At last our snowdrops are out properly in the garden. I've watched them every day since they pushed the first green spears through the earth at the end of December. Spear isn't too strong a term - the points of their leaves are specially hardened to pierce the frozen ground should they need to.Then the slivers of white appeared tucked deep within the leaves, and slowly swelled and stretched each day, finally curving down today to form perfect, green-tipped bells. Those spears have made another little rip in winter's straitjacket.
Despite the fact that so many of us see them as one of the first signs of spring in the UK they're probably not native - and certainly not this far north. There aren't enough invertebrates around at this time of year (unless we have an unusually mild winter) to pollinate the snowdrops, so they can't produce viable seed. Most of the time they can only spread vegetatively - and that's a sure sign they didn't evolve to live here.
That doesn't stop me celebrating their arrival. And it does mean that if we do get a few calm, dry, warmer days there will be something for another not-really-native (but loved as one anyway) to eat. The queen honeybees, like the snowdrops, wake up in response to the lengthening days, not warmer weather. They, like the snowdrops probably, were introduced, in the bees' case by the Romans. And they also plan ahead. They store up food in the form of pollen in the autumn to get them through the first few weeks of egg-laying if the weather's bad. But if it's good, yippee! They'll be out of that nest as quick as you can say Apis mellifera to find some fresh food. That's where the snowdrops come in.

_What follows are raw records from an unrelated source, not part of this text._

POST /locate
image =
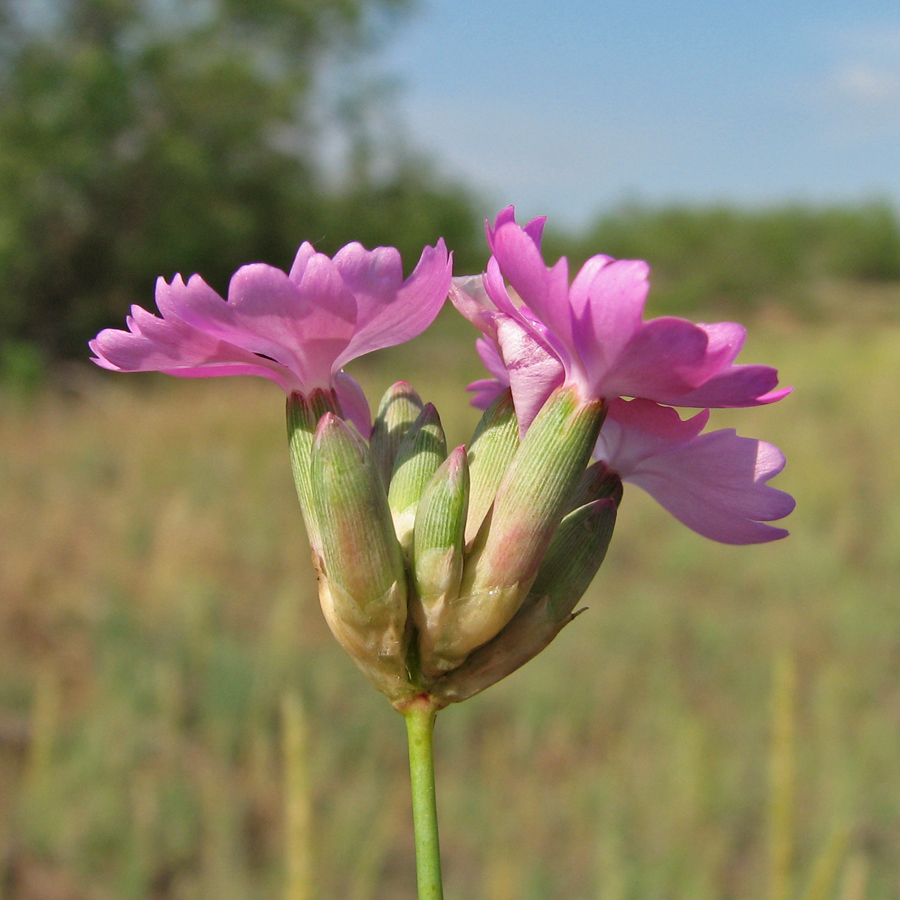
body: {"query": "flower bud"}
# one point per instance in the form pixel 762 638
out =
pixel 572 560
pixel 534 495
pixel 362 583
pixel 493 446
pixel 421 451
pixel 399 408
pixel 437 555
pixel 303 415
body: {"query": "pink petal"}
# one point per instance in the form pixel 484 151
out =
pixel 534 372
pixel 607 298
pixel 714 483
pixel 544 291
pixel 176 348
pixel 390 310
pixel 302 326
pixel 736 386
pixel 486 392
pixel 665 358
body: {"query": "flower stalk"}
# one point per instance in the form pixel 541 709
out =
pixel 420 716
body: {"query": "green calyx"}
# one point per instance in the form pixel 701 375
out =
pixel 438 555
pixel 303 416
pixel 572 560
pixel 398 410
pixel 362 580
pixel 419 455
pixel 534 494
pixel 493 446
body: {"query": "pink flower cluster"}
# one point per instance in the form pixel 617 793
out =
pixel 539 332
pixel 298 329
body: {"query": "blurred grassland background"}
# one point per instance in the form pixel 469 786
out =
pixel 176 722
pixel 160 628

Ironically gardens are now more and more important for honey bees as our so-called 'countryside' is becoming more monocultural. There's almost always something flowering in a garden, whereas fields are likely to offer bees a feast for a few weeks in early summer, followed by a famine of many months. Just to add insult to injury some of the relatively new systemic insecticides, called neonicotinoids (derived from nicotine) that are in use seem to be reducing the bees' ability to breed and feed. Funnily enough this seems to be yet another example of cutting off the nose to spite the face - as farming relies on bees to pollinate a large proportion of its food crops. No bees, no fruit, no seed, no food, no us. I believe the commonly bandied figure is four years for the human race if we lose the bees. I will be looking out very keenly for my first bee - so there's hope for the world this year at least.